The amending of the 48-year-old Defamation Act has been a long time coming. It is a welcome development, not just for journalists but for citizens too. It comes almost quarter of a century after the then editor of this newspaper, Douglas Gageby, first proposed that a committee be established to pursue changes in the law. And as editors, indeed newspapers, came and went, Frank Cullen, co-ordinating director of the National Newspapers of Ireland, became its constant champion.
The new regime for journalism will operate on twin pillars. The Bill attempts – quite successfully – a balancing of constitutional rights: between the public’s right to know and the citizen’s right to a good name.
The changes will bring defamation into line with the norm of the civil law. Newspapers can make an apology when they know they have got things wrong without admitting liability. Judges can give directions to a jury in assessing damages and parties to the proceedings can make submissions on their scale. All plaintiffs have to file an affidavit to verify the particulars of their defamation claim, thus neutering the common “gagging writ”. These, and other reforms, are important changes in the processing of defamation actions after they arise.
The concession to the practise of journalism is the new defence of “reasonable publication” allowing newspapers to publish stories of public importance for the public benefit if they can be shown to have been thoroughly investigated and done in good faith – even if allegations made in them turn out to be untrue.
The quid pro quo for these changes is the Office of Press Ombudsman and an independent Press Council which are given legal privilege for their findings in the Bill. These offices give readers a formal and free complaints system which has been in operation for more than a year. The Irish Timessupports them wholeheartedly. They face a huge challenge to stem the slide in standards in Irish journalism.

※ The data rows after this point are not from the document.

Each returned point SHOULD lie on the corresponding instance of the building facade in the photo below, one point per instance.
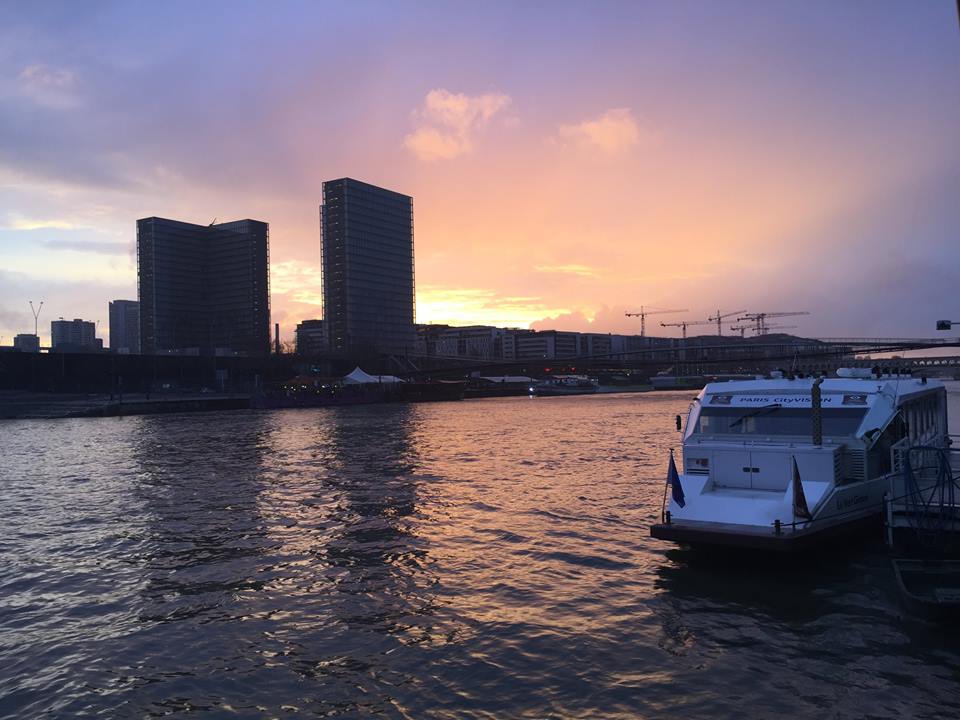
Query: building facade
(367, 263)
(27, 342)
(311, 337)
(547, 345)
(125, 327)
(203, 289)
(74, 336)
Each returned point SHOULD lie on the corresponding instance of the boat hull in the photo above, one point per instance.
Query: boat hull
(729, 535)
(929, 587)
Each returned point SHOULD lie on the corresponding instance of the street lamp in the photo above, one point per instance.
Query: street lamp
(36, 314)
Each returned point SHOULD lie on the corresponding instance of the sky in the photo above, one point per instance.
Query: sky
(569, 161)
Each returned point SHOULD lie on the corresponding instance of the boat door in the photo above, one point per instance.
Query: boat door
(751, 469)
(732, 468)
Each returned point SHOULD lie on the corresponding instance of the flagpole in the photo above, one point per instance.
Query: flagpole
(663, 503)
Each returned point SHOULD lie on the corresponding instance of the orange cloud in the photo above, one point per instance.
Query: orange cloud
(613, 131)
(448, 123)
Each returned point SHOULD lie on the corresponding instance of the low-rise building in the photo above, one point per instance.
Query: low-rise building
(547, 344)
(74, 336)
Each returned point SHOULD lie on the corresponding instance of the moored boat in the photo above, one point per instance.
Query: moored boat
(566, 385)
(781, 463)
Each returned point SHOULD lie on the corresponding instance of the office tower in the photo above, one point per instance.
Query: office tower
(125, 327)
(27, 342)
(311, 337)
(203, 289)
(74, 336)
(367, 258)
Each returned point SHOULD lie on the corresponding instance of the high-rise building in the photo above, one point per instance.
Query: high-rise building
(203, 288)
(125, 327)
(27, 342)
(367, 259)
(311, 337)
(74, 336)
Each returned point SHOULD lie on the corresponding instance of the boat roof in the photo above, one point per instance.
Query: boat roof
(836, 392)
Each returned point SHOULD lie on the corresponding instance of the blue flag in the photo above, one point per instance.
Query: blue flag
(675, 487)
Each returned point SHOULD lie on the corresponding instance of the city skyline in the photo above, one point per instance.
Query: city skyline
(770, 157)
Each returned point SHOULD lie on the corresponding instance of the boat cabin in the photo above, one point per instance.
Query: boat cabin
(745, 434)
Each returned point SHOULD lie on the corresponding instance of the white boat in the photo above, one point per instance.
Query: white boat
(758, 473)
(566, 385)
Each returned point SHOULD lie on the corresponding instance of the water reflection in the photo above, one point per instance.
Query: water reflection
(199, 486)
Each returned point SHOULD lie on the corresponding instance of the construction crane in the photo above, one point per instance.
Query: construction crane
(759, 320)
(718, 318)
(743, 328)
(685, 323)
(644, 311)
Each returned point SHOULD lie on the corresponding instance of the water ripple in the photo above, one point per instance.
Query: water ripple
(484, 559)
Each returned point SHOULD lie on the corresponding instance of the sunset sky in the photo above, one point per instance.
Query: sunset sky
(568, 161)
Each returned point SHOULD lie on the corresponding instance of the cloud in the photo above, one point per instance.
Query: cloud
(49, 86)
(45, 76)
(91, 246)
(478, 306)
(613, 131)
(15, 221)
(448, 123)
(571, 269)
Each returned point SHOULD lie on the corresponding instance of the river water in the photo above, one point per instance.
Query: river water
(482, 559)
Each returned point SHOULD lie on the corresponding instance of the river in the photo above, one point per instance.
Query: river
(481, 559)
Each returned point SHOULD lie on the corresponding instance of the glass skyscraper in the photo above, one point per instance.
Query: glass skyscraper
(367, 260)
(125, 326)
(203, 288)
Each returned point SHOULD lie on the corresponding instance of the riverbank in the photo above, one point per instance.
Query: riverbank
(28, 405)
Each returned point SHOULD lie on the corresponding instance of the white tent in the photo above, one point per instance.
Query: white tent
(359, 377)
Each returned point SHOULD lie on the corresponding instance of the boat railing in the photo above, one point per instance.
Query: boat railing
(925, 495)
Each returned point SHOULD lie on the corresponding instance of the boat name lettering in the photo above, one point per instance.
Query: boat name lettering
(849, 502)
(791, 400)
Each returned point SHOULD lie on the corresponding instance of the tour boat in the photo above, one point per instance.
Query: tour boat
(782, 462)
(566, 385)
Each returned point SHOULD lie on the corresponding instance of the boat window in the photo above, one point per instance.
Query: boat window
(777, 420)
(879, 455)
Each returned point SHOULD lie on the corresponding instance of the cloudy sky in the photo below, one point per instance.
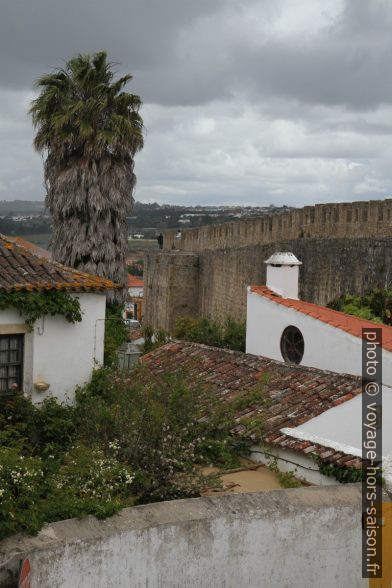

The new rights in the Defamation Bill, however, also impose new responsibilities on journalists. Some in our profession believe that freedom of expression can be invoked as the constitutional cover for publishing stories that are invasive, uncorroborated, or wrong. The Monica Leech case is a recent example. She was defamed by the Evening Herald. The €1.87 million in damages may be an excessive award. But it was no threat to freedom of expression as some sought to suggest.